#日本人の誇るべき共感性 2
あらすじの数字を修正していたら、いいね欄が閉じていた事に今更気が付いたので開けておきました。
よろしくお願いします。
「つまりじゃな……海外のコメントでは暴力は良くないという正論。
世間一般の常識で思考が止まっておるのじゃな。
これはこれで公平性を兼ねていると言えるが、全てがそこで完結してしまい、人間の思考や感情が入り込む余地がない結論と言えよう」
・間違ってはいないからな
・基準としてなら正しいのは分かる
「じゃが、日本人は暴力は悪いという事を理解した上で、何故この俳優は暴力を振るう事になったのか?
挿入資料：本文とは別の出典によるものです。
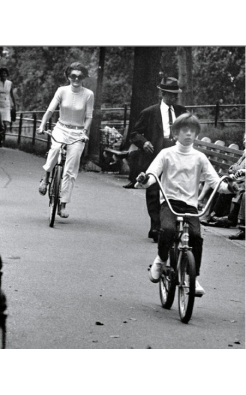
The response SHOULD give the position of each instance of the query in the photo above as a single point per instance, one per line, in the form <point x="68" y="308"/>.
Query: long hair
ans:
<point x="4" y="69"/>
<point x="76" y="66"/>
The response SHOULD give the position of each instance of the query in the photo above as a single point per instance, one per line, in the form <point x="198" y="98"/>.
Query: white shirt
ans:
<point x="181" y="168"/>
<point x="75" y="104"/>
<point x="165" y="118"/>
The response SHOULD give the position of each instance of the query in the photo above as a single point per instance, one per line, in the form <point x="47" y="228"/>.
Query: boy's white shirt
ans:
<point x="181" y="168"/>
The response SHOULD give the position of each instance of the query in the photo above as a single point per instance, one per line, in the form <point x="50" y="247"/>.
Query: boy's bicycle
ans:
<point x="55" y="182"/>
<point x="180" y="269"/>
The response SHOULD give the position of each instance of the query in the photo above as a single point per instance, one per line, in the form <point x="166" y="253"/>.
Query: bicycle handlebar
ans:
<point x="189" y="214"/>
<point x="82" y="138"/>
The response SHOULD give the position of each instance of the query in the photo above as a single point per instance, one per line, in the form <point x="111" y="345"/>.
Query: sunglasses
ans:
<point x="75" y="76"/>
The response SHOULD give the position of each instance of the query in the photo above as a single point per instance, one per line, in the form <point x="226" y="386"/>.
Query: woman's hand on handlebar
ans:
<point x="84" y="138"/>
<point x="142" y="179"/>
<point x="40" y="130"/>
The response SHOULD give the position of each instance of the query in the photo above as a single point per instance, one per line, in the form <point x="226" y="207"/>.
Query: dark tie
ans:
<point x="170" y="121"/>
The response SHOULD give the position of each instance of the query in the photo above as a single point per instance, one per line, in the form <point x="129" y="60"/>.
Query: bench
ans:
<point x="220" y="156"/>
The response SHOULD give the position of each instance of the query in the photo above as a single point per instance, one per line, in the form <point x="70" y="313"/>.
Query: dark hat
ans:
<point x="169" y="84"/>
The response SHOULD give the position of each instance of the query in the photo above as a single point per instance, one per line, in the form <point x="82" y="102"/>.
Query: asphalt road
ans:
<point x="92" y="268"/>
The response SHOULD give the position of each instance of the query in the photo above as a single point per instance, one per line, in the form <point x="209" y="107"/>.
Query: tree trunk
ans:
<point x="145" y="80"/>
<point x="185" y="65"/>
<point x="94" y="142"/>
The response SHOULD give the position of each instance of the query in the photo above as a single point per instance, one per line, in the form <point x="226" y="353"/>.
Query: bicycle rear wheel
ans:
<point x="54" y="193"/>
<point x="167" y="283"/>
<point x="186" y="294"/>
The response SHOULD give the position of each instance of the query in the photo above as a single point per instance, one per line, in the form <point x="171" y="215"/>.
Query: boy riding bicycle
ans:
<point x="180" y="168"/>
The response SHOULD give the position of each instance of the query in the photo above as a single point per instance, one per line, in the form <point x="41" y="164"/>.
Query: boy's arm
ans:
<point x="156" y="167"/>
<point x="213" y="178"/>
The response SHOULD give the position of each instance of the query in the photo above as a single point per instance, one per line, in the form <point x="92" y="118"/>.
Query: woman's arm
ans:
<point x="45" y="119"/>
<point x="12" y="96"/>
<point x="87" y="126"/>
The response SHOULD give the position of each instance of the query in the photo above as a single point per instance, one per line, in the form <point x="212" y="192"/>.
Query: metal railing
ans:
<point x="27" y="121"/>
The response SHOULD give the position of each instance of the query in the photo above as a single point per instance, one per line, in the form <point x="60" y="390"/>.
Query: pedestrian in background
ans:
<point x="151" y="134"/>
<point x="7" y="101"/>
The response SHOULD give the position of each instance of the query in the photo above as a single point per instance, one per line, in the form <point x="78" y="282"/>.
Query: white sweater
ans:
<point x="75" y="104"/>
<point x="181" y="168"/>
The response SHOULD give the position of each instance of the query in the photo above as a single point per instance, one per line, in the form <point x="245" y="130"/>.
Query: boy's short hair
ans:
<point x="186" y="119"/>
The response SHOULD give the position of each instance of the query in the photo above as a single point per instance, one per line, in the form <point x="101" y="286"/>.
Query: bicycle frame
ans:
<point x="57" y="175"/>
<point x="182" y="269"/>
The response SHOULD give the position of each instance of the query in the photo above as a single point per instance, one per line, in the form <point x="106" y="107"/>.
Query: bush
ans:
<point x="231" y="134"/>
きっかけとなったMCの暴言とはどんなものだったのか?
と、ここまで考えるわけじゃな。
しかし、それだけでなく、ここからが所謂、日本人の共感性というものになるのじゃろうが。
そこから、もし自分が同じ立場なら暴力を耐えれるか?と、そこまで考えてしまうわけじゃ」
・そりゃ考えるよな
・自分だったら絶対我慢できんわ
「うむ、そういう意見が多かったのは相手の気持ちと立場を想像し、自分ならばと考えて共感する。
実のところ、これが出来る民族というのが大多数を占めているというのは、世界各国見渡しても日本人しかおらぬと言われておるのじゃ」
・実感は無いけどな
・そういうもんだと思ってた
「この想像力と共感性から、外国人観光客が困っている所に声をかけられて助けてもらった。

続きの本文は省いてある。